Sinhgad Technical Education Society’s, Smt. Kashibai Navale College of Pharmacy, Pune-Saswad Road, Kondhwa (Bk), Pune 411048, Maharashtra, India.
Email: rajshama1@yahoo.com
Received: 17 Dec 2014 Revised and Accepted: 05 Jan 2015
ABSTRACT
Objective: Developing 4D QSAR model for chromenones as DNA-protein kinase inhibitors with LQTAgrid program and MATLAB with PLS Tool box.

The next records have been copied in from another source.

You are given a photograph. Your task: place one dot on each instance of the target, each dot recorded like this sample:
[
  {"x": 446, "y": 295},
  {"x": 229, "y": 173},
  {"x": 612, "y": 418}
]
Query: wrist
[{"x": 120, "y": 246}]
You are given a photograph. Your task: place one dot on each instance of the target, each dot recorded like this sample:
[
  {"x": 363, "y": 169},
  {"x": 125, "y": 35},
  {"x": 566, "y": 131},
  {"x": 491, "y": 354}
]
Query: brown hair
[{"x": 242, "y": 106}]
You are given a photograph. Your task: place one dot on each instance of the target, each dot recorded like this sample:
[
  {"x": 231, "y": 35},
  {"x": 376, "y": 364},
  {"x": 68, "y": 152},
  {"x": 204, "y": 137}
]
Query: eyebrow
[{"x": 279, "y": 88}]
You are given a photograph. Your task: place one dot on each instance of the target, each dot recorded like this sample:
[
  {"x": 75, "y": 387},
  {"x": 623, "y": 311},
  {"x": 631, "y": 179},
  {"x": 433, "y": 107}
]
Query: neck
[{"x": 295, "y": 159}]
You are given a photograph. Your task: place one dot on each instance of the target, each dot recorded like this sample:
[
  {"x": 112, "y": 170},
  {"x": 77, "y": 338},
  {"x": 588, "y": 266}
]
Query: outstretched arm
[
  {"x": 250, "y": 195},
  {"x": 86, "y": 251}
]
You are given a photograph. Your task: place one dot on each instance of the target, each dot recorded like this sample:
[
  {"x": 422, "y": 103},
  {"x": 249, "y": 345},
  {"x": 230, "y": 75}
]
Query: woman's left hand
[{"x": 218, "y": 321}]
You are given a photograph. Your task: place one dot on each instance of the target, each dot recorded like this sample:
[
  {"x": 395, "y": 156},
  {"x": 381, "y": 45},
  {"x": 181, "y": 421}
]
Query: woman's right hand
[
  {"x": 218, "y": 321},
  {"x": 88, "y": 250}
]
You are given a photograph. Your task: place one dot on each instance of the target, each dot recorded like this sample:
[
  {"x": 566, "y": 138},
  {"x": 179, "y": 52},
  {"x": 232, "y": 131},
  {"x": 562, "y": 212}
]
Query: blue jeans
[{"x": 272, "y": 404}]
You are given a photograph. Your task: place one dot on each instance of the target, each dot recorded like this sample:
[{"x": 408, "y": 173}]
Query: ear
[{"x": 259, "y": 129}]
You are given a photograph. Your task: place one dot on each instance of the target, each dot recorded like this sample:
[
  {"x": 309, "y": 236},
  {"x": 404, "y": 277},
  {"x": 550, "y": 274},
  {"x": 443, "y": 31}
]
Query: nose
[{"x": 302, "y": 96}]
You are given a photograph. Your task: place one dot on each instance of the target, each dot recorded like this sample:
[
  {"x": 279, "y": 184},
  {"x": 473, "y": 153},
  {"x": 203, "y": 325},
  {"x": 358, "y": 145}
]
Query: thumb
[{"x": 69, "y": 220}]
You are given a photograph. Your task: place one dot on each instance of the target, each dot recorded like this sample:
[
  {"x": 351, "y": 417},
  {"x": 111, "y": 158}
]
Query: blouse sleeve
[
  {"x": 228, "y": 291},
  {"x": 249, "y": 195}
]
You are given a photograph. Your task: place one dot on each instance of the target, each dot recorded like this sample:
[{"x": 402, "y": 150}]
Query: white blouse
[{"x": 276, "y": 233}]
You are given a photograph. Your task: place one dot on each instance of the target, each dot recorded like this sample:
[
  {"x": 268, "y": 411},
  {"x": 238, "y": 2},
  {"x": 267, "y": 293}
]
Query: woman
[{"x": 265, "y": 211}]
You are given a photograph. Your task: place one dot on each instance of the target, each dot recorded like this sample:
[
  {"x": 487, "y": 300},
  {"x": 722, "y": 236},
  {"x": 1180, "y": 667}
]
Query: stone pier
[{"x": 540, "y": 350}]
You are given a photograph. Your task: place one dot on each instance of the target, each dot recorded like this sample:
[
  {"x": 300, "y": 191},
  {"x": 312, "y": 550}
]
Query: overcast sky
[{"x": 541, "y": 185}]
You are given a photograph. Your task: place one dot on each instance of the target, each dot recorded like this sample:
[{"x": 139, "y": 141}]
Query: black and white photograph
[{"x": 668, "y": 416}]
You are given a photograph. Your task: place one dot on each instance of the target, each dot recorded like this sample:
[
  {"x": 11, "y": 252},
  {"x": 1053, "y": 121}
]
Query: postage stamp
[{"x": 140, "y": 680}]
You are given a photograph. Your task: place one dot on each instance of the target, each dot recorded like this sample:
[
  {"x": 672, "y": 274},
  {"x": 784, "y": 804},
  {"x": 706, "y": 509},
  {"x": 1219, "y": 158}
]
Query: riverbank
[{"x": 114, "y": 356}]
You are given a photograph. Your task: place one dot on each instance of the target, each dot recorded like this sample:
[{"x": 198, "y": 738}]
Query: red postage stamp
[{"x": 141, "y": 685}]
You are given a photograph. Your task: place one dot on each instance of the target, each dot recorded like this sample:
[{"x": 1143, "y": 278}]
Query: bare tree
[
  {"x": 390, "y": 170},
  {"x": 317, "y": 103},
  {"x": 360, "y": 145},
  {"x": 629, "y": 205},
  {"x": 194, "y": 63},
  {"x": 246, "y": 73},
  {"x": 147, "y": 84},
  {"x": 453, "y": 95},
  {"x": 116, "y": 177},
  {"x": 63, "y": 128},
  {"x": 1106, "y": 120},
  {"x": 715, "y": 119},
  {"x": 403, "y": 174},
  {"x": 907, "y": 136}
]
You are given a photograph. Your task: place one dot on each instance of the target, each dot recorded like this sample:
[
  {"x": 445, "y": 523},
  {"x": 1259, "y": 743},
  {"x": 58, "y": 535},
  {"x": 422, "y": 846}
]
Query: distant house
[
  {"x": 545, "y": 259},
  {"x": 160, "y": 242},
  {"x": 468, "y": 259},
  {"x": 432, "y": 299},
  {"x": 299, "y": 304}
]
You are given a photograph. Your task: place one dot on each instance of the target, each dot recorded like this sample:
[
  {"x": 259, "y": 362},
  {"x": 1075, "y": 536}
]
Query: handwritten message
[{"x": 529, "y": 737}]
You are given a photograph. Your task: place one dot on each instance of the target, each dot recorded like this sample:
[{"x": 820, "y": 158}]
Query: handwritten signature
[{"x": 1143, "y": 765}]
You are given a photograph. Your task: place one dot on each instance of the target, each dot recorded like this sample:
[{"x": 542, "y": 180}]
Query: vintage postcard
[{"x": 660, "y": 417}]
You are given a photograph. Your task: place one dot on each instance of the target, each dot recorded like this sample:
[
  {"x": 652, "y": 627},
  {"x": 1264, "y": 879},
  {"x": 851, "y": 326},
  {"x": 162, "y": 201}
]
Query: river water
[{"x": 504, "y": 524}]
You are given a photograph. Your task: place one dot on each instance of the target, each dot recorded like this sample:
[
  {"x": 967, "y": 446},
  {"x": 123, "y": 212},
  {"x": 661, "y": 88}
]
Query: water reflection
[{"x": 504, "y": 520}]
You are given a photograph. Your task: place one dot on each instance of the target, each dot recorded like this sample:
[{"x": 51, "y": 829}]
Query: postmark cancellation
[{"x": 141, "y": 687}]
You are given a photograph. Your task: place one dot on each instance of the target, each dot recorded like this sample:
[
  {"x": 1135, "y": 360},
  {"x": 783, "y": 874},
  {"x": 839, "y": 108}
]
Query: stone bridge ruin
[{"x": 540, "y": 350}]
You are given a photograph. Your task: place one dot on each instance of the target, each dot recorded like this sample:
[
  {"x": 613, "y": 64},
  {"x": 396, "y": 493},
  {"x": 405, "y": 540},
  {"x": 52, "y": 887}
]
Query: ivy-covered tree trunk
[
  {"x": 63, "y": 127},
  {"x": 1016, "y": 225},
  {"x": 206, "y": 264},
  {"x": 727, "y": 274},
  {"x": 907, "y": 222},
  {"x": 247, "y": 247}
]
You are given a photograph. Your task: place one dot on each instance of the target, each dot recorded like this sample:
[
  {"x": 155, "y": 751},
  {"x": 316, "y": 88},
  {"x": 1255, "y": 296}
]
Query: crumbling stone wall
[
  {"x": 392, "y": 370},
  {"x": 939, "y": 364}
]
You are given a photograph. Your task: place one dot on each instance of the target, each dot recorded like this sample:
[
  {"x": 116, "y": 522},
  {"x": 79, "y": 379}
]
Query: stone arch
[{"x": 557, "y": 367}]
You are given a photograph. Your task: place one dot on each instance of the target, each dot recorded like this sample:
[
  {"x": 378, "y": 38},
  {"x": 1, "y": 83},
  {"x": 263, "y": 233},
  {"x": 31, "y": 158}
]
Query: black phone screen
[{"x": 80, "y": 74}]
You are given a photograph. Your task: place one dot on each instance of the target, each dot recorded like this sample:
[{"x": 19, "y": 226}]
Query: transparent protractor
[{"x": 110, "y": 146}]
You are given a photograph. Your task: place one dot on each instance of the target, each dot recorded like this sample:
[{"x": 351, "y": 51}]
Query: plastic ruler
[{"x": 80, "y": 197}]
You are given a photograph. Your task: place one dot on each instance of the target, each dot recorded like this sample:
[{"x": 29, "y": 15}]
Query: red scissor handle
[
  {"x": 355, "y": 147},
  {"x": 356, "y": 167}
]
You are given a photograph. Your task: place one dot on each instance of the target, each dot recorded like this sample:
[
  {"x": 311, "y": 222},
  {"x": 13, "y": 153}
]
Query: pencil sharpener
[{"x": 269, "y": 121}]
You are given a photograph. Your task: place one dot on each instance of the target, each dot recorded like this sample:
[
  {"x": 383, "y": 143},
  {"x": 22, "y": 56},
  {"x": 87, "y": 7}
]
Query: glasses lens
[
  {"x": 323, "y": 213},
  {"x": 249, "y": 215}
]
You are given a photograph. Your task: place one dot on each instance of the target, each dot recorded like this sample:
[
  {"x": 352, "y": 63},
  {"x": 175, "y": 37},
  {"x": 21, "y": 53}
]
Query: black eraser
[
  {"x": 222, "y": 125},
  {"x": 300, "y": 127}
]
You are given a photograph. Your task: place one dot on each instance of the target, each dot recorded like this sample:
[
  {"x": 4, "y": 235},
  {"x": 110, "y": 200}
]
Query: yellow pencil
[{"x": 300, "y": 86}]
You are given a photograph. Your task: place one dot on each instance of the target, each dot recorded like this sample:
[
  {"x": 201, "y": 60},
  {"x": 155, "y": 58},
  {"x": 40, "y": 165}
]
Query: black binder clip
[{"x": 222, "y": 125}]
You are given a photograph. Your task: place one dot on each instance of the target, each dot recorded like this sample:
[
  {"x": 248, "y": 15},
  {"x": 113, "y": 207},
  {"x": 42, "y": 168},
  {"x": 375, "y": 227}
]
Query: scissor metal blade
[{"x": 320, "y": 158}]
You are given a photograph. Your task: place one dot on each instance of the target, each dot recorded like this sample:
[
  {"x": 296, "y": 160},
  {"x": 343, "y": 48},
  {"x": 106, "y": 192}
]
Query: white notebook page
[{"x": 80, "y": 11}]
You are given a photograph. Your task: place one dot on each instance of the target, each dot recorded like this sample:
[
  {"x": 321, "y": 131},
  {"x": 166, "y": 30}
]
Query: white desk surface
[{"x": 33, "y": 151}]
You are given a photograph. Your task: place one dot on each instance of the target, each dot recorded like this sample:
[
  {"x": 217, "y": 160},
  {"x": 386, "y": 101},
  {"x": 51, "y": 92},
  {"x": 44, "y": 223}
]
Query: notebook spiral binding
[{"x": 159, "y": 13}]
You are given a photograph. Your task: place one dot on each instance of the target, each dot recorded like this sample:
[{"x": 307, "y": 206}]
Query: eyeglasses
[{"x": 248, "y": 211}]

Methods: 2D structures of forty five chromenones and pyrimido [2,1-a] isoquinolin-4-ones were drawn in Marvin application and subsequently converted to 3D format. With PRODRG server coordinate and topology files were generated. Molecular dynamics simulation for 20 ps was carried out in Gromacs4.6.3. Conformation ensemble for each molecule was aligned with the most active compound 22. Interaction energy descriptors were computed by placing NH3+ probe with LQTA grid program. 4D QSAR model was built-in MATLAB workspace with PLS Toolbox.
Results: 4D QSAR model developed with PLS regression showed root mean square error 0.188741, root mean square error predicted 0.575649, prediction bias -0.0221941, R2 calculated for training set 0.834502. The model built could predict the DNA-PK inhibitory activity for analogous compounds with reasonably good predictive ability. The Leenard Jones interaction descriptors were found important in the model suggesting the importance of 3D steric features in the molecule. These facts could be exploited in designing newer DNK-PK inhibitors with improved activity.
Conclusion: 4D QSAR model was developed with good squared correlation coefficient of 0.834502. Few Leenard Jones descriptors were found contributing to the model. The 4D QSAR model could be used in designing more active DNK-PK inhibitors.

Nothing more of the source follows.